LawrenceC (Alignment Forum / LessWrong) — confirmed as Lawrence Chan

Classical deep learning theory was irreparably broken by two landmark papers (Zhang et al. 2016; Nagarajan & Kolter 2019). The proposed replacement, learning mechanics, is a promising manifesto but has so far produced little practical fruit beyond hyperparameter scaling (μP), explicitly does not aim to explain the specific algorithms learned by networks, and has not yet earned the title of a comprehensive theory of deep learning.

Evolution: Consistent across all three posts. This cycle: the preprint 'There Will Be a Scientific Theory of Deep Learning' has now received a LessWrong review in LawrenceC's home venue, creating a direct confrontation between his framing and the academic optimistic response within the same community platform.

Jamie Simon and Daniel Kunin (UC Berkeley / learning mechanics)

A scientific theory of deep learning is achievable; their 'learning mechanics' framework, grounded in average-case training dynamics and aggregate statistics, is the right approach. Publicly promoted via Imbue podcast (April 24, 2026), YouTube presentation, and ongoing Twitter activity.

Evolution: Consistent; no direct public response to LawrenceC's critique yet apparent. The NeurIPS 2025 NTK evolution poster is consistent with the feature-learning vs. lazy-training axis that learning mechanics treats as central, suggesting adjacent theoretical work is converging on the same diagnostic.

'There Will Be a Scientific Theory of Deep Learning' authors (April 2026 preprint)

A scientific theory of deep learning is achievable — the title directly inverts the pessimistic framing of LawrenceC's series and the thread's organizing premise. The formal academic-paper format marks this as the first non-blog-post optimistic response in this cycle.

Evolution: Previously not yet receiving indexed commentary. This cycle: a LessWrong 'Quick Paper Review' and a Reddit r/MachineLearning thread confirm active community engagement; a YouTube presentation circulates alongside the paper. The preprint has moved from indexed to actively discussed within the communities it was implicitly addressing.

Independent Medium commentary ('second formation' framing)

Learning mechanics represents a genuine paradigm transition — a 'second formation' of deep learning theory analogous to statistical mechanics succeeding classical mechanics — not merely an incremental research program.

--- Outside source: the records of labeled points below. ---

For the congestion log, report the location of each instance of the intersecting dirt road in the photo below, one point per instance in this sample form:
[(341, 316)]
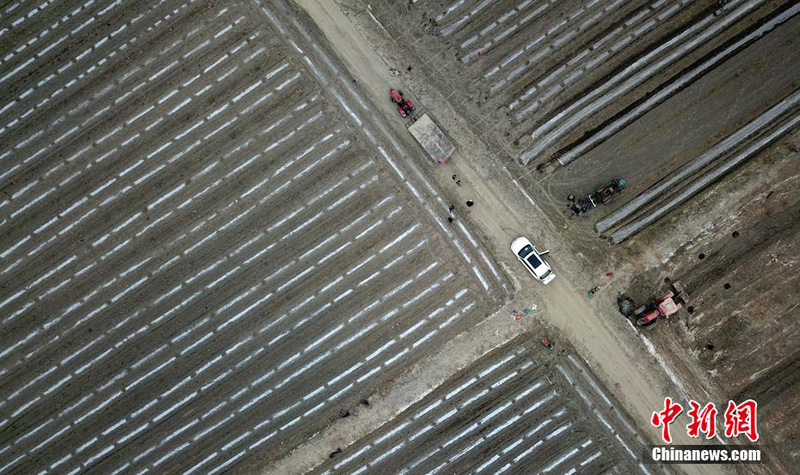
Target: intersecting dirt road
[(615, 354)]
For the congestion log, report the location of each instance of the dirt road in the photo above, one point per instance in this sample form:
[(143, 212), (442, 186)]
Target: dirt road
[(501, 213)]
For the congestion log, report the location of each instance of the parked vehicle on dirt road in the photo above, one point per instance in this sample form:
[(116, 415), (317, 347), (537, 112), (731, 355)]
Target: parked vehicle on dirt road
[(404, 106), (532, 259), (601, 196)]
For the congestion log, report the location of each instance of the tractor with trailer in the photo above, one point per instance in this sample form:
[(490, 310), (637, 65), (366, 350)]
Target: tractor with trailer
[(661, 307), (600, 196), (423, 128), (404, 106)]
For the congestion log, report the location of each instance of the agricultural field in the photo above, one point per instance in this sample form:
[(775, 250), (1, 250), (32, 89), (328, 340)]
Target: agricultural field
[(695, 105), (517, 410), (221, 251)]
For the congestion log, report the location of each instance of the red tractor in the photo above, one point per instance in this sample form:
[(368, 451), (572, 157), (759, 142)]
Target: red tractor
[(665, 306), (404, 106)]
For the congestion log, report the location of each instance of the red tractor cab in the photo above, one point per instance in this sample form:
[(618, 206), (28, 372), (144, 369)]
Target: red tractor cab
[(648, 315), (665, 306), (404, 106)]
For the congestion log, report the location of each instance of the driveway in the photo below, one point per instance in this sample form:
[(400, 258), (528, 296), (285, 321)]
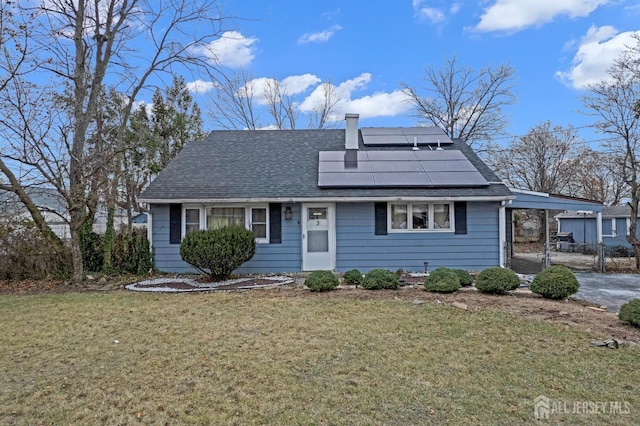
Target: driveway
[(610, 290)]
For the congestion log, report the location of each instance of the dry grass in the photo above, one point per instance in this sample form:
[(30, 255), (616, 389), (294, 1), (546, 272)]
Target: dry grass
[(251, 358)]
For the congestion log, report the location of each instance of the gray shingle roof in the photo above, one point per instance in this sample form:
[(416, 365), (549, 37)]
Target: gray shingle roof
[(280, 164)]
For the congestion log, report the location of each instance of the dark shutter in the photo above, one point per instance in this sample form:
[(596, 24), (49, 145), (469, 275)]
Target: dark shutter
[(460, 213), (175, 223), (275, 223), (381, 218)]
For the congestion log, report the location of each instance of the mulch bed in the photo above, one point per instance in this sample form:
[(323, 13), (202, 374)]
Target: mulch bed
[(181, 285)]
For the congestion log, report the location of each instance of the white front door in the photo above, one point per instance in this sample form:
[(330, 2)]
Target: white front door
[(318, 237)]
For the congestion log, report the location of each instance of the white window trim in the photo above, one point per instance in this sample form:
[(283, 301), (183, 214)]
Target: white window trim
[(431, 228), (247, 216), (186, 207), (613, 228), (628, 232)]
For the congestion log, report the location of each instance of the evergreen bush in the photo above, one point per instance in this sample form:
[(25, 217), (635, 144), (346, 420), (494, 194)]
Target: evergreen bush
[(465, 277), (442, 280), (352, 277), (630, 312), (321, 281), (497, 280), (218, 252), (555, 282), (377, 279)]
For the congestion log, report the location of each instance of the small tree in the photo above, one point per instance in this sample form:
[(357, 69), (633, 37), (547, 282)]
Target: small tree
[(218, 252)]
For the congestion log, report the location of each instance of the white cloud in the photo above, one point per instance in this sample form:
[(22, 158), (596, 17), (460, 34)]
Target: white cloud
[(380, 104), (432, 14), (319, 37), (232, 49), (200, 86), (295, 84), (516, 15), (292, 85), (596, 53)]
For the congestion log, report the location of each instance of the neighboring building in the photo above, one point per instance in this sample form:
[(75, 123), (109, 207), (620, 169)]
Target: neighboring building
[(54, 210), (335, 199), (583, 225)]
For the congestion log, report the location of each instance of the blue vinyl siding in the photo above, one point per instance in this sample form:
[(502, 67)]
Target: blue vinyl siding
[(269, 258), (358, 247)]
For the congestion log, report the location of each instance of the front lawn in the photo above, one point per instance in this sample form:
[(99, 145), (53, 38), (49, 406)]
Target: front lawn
[(258, 358)]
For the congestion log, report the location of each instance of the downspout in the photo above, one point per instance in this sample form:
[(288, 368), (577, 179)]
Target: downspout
[(502, 232)]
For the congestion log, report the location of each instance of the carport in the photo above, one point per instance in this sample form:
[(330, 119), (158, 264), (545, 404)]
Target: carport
[(544, 201)]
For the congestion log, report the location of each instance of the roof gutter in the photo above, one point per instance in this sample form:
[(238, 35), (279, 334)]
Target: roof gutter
[(317, 199)]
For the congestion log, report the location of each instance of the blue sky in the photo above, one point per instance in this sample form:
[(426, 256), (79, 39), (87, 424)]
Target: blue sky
[(368, 49)]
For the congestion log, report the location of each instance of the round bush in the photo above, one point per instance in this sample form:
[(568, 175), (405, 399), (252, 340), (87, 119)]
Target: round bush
[(218, 252), (442, 280), (497, 280), (321, 281), (377, 279), (630, 312), (555, 282), (465, 278), (352, 277)]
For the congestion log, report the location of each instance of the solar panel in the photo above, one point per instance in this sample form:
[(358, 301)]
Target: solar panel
[(401, 136), (407, 168)]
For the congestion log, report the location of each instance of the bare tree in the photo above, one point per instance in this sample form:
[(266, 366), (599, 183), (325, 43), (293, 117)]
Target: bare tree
[(86, 44), (466, 103), (613, 103), (597, 178), (232, 105), (18, 59), (281, 105), (324, 110), (542, 160)]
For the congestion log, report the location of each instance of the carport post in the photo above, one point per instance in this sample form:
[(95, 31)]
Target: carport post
[(601, 256), (547, 245)]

Evolution: Consistent from prior cycle. More optimistic than Simon and Kunin's own public claims and directly contradicts LawrenceC's skepticism about practical utility.

Montanari and Urbani (dynamical decoupling)

In the large two-layer network regime, generalization dynamics and overfitting dynamics are separable — a result that, if it extends to deeper networks, would provide an algorithm-dependent structural account of why networks generalize despite interpolating training data.

Evolution: Consistent from prior cycles. NeurIPS 2025 Oral status and cross-disciplinary reach (Simons Institute, Stanford Mathematics) confirmed in prior cycle; no new developments this cycle.

Vitaly Feldman (memorization is necessary)

Memorization of tail examples is causally necessary for learning from long-tailed distributions. This reframes Zhang et al.'s result: memorization is part of learning, not evidence that theory is broken.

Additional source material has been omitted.